National MP Maureen Pugh regrets her 'unclear' comments on man-made climate change

National Party MP Maureen Pugh says she regrets her comments on Tuesday morning, when she refused to say she believed in human-induced climate change.

She accepts she has "probably" undermined her party and has apologised to National leader Christopher Luxon.

Luxon told media he had met with Pugh and she will be reading a series of books on climate change.

Earlier on Tuesday, Pugh was asked if she believed in climate change caused by human actions. She said she hadn't seen the evidence.

"I have yet to see the response from [Climate Change Minister] James Shaw where one of our local councils wrote to him and asked him for the evidence."

Newshub asked if she didn't think humans are affecting climate change.

"It is not what I think. It is what I can prove. I am waiting on the evidence from the minister… I have yet to see what the evidence is that they are providing about that. "

But later on Tuesday, she clarified her position.

"I regret that my comments this morning were unclear and will have led some to think I am questioning the causes of climate change," she said.

"I accept the scientific consensus that human-induced climate change is real and there is a need to curb greenhouse gas emissions."

Pugh added we are seeing the impact of climate change in the likes of Cyclone Gabrielle, which she said has "devastated" so much of New Zealand.

"That's why National is committed to New Zealand achieving its greenhouse gas emissions reduction targets, including net zero by 2050."

Speaking to media later, Pugh said, "these are my words. I have been not instructed to say this at all".

"This is not my comfort zone. You guys in front of me with cameras and speakers. I wasn't probably calm enough this morning to articulate properly."

Luxon reiterated "there is no room for climate deniers or minimalists in the National Party caucus".

"We have been really clear about our commitment to net carbon zero, to NDC and to the Emissions Reductions Budgets."

Climate Change Minister James Shaw said he suspects Pugh's change of tune is the result of conversations she has had within her caucus.

"I honestly don't have time to respond to people who just don't believe in science, but I am happy to help," he said.

"There are tens of thousands of New Zealanders who have just had a first-hand lived experience of the effects of climate change and we cannot debate the basic science for why they are going through that experience. That science has been settled for decades."

Pugh, the National MP based in West Coast-Tasman, earlier said she isn't denying climate change.

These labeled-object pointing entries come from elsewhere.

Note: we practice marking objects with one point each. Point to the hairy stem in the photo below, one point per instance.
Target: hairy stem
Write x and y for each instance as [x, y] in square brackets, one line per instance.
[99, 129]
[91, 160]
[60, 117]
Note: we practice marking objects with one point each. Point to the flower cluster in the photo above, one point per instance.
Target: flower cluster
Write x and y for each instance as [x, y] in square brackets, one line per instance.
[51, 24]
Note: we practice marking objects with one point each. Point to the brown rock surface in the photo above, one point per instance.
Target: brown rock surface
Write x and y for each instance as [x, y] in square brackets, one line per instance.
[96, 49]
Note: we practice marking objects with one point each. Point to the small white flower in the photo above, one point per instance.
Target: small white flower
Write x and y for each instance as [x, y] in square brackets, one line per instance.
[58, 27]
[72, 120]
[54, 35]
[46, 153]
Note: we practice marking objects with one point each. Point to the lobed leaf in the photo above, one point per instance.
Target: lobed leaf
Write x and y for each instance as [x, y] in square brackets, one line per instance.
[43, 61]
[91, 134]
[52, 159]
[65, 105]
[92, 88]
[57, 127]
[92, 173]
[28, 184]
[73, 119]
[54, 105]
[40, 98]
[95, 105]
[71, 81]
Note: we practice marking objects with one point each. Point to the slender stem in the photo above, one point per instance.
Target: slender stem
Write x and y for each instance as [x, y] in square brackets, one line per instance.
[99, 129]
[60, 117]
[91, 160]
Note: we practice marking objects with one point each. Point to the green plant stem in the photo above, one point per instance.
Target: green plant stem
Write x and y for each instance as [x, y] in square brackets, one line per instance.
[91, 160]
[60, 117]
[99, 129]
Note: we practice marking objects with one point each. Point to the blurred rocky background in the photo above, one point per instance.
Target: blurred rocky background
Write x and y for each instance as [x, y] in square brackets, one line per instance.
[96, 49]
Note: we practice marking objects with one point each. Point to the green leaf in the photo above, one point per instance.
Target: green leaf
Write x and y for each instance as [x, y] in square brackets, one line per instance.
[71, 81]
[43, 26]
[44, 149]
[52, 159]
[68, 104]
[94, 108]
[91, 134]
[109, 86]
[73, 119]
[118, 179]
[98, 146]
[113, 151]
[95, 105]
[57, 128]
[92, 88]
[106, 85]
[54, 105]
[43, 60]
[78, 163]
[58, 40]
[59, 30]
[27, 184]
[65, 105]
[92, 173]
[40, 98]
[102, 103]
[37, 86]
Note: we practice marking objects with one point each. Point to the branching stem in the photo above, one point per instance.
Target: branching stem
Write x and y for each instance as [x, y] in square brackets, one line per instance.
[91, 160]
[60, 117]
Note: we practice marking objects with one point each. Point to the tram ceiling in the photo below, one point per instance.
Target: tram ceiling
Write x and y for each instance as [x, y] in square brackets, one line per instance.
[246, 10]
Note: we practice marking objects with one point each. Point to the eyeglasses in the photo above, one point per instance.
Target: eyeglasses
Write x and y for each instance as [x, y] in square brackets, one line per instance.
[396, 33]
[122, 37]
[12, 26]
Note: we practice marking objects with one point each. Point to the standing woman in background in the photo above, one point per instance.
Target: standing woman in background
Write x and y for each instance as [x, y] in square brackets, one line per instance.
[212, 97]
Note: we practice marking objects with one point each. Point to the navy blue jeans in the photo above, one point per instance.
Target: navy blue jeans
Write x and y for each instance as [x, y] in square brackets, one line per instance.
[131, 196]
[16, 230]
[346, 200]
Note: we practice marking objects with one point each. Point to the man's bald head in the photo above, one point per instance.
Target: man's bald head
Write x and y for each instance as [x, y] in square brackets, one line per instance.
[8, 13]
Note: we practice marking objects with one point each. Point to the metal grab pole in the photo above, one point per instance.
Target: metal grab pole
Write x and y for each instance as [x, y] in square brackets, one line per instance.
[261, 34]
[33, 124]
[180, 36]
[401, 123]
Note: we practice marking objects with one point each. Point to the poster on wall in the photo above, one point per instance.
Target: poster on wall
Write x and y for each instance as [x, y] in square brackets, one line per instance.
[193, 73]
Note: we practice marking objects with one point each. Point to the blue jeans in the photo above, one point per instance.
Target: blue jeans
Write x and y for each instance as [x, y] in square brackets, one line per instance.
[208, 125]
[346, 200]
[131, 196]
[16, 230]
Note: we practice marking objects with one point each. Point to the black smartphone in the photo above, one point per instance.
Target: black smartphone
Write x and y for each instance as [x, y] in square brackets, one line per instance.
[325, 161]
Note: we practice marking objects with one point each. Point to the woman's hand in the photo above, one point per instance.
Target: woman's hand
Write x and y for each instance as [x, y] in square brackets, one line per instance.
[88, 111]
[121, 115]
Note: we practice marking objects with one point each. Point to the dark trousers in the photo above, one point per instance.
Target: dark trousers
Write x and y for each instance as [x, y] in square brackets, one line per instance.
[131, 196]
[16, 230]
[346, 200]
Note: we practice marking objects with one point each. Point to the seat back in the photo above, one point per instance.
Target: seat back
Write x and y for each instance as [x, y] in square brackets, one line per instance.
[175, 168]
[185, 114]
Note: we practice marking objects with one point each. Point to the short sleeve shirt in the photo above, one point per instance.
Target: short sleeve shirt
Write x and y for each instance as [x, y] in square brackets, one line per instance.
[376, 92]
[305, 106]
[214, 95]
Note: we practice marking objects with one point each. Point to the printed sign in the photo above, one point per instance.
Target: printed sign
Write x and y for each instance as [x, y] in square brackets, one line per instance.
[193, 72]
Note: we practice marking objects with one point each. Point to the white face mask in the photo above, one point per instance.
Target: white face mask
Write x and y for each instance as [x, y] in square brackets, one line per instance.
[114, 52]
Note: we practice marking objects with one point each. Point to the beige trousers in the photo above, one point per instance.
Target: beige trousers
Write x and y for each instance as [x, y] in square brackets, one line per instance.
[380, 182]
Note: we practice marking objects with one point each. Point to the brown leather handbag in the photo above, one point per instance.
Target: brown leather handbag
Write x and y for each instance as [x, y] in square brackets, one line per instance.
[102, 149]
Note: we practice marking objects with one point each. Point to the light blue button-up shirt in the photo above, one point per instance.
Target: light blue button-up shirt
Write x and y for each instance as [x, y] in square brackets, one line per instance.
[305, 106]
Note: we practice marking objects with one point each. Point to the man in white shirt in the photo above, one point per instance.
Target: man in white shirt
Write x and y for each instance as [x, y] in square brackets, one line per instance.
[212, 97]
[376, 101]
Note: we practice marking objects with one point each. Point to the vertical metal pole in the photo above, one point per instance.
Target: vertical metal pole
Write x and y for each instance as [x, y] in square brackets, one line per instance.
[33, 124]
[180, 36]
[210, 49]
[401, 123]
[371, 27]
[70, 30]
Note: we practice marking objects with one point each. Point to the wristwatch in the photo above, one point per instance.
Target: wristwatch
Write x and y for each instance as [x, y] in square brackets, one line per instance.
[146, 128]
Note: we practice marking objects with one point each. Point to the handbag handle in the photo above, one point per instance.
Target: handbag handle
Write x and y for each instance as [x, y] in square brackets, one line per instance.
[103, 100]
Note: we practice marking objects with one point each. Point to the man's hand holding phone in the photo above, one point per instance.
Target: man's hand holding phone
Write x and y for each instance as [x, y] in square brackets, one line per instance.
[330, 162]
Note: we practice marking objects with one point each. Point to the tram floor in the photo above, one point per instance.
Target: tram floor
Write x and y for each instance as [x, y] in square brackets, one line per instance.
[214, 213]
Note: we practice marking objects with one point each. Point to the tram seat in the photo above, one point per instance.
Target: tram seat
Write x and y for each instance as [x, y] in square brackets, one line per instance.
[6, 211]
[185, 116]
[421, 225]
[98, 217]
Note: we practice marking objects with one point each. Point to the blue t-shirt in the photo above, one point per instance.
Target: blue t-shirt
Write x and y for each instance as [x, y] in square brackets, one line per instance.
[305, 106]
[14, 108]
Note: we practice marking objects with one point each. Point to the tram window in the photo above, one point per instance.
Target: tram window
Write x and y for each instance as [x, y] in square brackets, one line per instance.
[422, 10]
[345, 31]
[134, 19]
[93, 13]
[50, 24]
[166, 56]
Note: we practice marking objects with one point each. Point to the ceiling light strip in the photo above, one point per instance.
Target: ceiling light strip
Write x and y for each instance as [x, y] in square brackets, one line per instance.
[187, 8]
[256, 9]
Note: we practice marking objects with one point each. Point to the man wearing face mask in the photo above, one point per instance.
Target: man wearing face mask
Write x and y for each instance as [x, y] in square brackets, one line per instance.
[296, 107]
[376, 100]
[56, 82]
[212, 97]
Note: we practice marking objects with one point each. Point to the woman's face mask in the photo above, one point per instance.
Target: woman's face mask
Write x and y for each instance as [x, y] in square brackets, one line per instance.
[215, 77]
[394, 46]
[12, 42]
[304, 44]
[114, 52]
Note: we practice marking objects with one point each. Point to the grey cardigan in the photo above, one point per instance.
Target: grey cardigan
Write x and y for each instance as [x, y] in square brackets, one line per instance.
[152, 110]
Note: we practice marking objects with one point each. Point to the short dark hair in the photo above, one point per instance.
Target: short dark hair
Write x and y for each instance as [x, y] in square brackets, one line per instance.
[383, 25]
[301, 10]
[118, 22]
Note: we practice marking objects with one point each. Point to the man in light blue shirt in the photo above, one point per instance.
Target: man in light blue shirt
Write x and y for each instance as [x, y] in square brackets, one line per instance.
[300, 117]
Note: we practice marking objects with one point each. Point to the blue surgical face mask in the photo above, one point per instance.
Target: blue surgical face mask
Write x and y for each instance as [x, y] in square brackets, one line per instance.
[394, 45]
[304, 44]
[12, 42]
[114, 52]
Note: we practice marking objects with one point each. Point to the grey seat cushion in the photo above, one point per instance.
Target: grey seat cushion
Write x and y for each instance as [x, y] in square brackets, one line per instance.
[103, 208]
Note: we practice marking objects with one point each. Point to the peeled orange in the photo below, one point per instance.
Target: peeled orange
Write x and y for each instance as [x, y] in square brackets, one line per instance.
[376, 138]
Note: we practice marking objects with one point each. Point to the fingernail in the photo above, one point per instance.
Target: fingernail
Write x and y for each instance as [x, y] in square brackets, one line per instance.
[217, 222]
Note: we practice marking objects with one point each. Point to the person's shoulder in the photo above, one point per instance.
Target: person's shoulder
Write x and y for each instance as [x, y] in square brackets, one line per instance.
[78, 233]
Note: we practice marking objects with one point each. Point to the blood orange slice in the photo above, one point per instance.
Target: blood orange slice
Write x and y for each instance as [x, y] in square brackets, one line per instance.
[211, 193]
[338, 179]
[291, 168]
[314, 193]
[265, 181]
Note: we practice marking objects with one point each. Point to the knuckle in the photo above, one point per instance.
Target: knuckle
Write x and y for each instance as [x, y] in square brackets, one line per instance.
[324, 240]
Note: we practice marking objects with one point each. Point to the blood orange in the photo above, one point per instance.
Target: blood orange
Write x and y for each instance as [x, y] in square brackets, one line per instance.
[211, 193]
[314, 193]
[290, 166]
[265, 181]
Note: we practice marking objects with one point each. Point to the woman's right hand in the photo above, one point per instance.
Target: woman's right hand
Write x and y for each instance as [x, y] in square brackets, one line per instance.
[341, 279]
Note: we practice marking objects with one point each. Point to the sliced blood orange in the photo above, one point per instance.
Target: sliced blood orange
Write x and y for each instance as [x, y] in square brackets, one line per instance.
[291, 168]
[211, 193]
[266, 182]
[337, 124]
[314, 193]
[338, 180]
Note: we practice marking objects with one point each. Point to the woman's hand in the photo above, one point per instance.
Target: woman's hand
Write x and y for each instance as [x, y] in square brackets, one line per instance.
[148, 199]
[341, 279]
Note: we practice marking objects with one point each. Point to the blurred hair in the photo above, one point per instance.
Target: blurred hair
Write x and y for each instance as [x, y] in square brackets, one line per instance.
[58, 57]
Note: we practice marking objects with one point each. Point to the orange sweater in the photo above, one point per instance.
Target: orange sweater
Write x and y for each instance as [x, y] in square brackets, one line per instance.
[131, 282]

She told reporters the earth has cooled and warmed over a millennia.

"If I think back to the two cyclones that we had that impacted Tasman and the West Coast in 2018, back-to-back cyclones, they are just things nature throws at us," she said. 

"Of course I believe in climate change, I have seen the impact and the evidence of years and years of mining that shows you where the glacial moraines were over time. I have seen them over my own eyes. Climate change is real."

Other National colleagues Newshub spoke to after Pugh made her initial comments on Tuesday morning were all adamant man-made climate change is real. National's deputy leader Nicola Willis and MP Chris Bishop said they would be raising the issue with Pugh.